Victory for Inuit Access to Syncytial Virus Medicines – Looking to the Arctic

Dr. Anna Banerji, during an interview on CBC in 2019. (Sujata Berry/CBC)

Translation of text by Kira Wronska, Local Journalism Initiative, Nunavut News

Dr. Anna Banerji may be from Toronto, but the Order of Ontario recipient has what she describes as a “deep connection” to the North and Nunavut.

For 30 years, she has been researching the respiratory virus syncytial (RSV) and how it affects Inuit babies. “I have a long history in the Arctic. I have several close friends there and my son’s extended family is also there,” says Dr. Banerji.
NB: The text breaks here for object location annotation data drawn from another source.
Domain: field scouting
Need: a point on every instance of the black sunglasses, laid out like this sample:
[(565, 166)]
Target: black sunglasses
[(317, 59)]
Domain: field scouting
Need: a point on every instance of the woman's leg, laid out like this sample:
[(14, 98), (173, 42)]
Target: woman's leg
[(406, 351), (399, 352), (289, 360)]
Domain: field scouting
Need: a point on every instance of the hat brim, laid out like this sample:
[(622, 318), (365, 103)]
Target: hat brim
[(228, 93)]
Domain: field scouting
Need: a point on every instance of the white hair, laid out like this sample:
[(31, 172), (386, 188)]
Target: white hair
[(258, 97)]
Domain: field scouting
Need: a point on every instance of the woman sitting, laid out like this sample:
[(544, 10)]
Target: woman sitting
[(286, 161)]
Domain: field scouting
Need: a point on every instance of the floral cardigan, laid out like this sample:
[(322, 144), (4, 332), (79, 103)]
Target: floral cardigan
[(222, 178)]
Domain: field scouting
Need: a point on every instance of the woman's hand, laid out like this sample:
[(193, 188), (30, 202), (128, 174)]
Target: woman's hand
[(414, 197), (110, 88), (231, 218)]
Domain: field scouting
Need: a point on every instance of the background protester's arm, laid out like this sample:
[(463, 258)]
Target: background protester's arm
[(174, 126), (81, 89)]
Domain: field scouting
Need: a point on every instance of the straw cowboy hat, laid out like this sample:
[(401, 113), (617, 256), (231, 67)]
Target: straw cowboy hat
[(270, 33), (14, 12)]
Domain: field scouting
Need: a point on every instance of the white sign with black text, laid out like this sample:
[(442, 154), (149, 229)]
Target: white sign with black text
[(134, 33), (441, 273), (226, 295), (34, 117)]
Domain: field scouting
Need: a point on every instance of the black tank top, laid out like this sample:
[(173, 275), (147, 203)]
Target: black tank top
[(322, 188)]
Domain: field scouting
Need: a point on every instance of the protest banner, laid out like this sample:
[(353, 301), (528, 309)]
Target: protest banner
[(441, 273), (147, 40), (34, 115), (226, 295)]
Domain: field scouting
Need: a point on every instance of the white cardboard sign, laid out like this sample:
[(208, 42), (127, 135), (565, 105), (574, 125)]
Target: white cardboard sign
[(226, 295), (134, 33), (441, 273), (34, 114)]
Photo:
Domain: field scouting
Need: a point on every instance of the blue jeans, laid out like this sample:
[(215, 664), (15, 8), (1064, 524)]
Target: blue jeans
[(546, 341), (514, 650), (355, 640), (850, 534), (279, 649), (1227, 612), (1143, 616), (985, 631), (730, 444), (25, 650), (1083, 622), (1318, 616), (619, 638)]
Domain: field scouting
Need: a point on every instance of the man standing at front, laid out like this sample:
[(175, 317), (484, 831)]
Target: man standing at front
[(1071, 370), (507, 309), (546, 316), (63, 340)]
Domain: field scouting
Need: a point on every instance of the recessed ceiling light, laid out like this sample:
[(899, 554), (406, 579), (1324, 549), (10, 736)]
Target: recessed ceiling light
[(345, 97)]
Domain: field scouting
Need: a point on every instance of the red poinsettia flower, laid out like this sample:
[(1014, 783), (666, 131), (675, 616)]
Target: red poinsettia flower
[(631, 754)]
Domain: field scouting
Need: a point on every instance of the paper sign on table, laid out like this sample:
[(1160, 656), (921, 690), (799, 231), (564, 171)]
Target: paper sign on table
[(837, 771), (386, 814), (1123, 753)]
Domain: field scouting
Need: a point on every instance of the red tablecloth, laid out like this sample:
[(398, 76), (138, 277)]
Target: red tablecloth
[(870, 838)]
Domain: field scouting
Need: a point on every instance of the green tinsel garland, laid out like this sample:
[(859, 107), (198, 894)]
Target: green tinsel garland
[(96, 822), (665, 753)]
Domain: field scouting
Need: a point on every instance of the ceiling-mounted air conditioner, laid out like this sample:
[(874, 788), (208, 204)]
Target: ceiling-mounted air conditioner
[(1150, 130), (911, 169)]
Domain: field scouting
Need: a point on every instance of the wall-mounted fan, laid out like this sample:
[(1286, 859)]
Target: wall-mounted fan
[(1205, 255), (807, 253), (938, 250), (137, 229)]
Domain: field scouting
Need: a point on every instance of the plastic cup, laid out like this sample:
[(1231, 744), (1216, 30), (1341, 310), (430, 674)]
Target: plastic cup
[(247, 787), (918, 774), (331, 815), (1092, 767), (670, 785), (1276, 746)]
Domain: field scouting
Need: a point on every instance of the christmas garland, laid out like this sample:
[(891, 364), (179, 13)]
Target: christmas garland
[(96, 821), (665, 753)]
This connection is what pushed her, in 2019, to launch a petition on the Change.org website to demand that leaders provide equitable access to RSV medications that can potentially save the lives of Inuit infants and those other Indigenous children in remote communities across Canada.

This month, the petition finally came to fruition when the National Advisory Committee on Immunization (NACI) made the decision to recognize the increased risk RSV poses to Indigenous babies.

Anna Banerji says this news “was long awaited”.

Canadian Inuit babies have the highest rate of RSV hospitalization in the world, particularly in the Kitikmeot region of Nunavut. This situation could easily be avoided with an antibiotic proven effective against RSV.

Previously, the immunizing agent known as Palivizumab was administered to children considered at risk across Canada. Inuit children, who account for a rate of hospital admissions due to RSV 10 times higher than other children at risk, were not included in this category.

Today there is a new antibiotic called Beyfortus whose action is “long-lasting, requires only a single dose and is therefore much more economical.”

Through the petition which attracted over 250,000 signatures, “NACI recognized that Indigenous children were at high risk of developing severe RSV. This means that they should now have priority access to this new antibiotic,” she believes.

She adds that giving priority to Indigenous children is very important because they generally do not have the same access to health care as other Canadians. “They do not experience the need, for example, to be evacuated by plane to receive treatment in a hospital. So the difference that this change will make is very significant. Huge. Finally!”, she lets it go.

“Now we must ensure that the necessary funds are put in place so that babies who are eligible can actually have access to them. “There’s no reason to say, ‘These babies should have priority,’ if we don’t put in place the financial and human resources to make that actually happen,” continues Dr. Banerji.

Anna Banerji and her son Nathan in 2013. (Photo: Dr. Anna Banerji)

She believes that the ball is in the court of decision-makers. “We really have the same goal,” she says. “But it shouldn’t have taken 30 years of research, five years of petitions and 250,000 signatures to get there.”

This victory is also very personal for Anna Banerji. “I started this petition a year after the death of my son. He was an Inuk from Clyde River. I think he would be very happy to see that it finally happened.”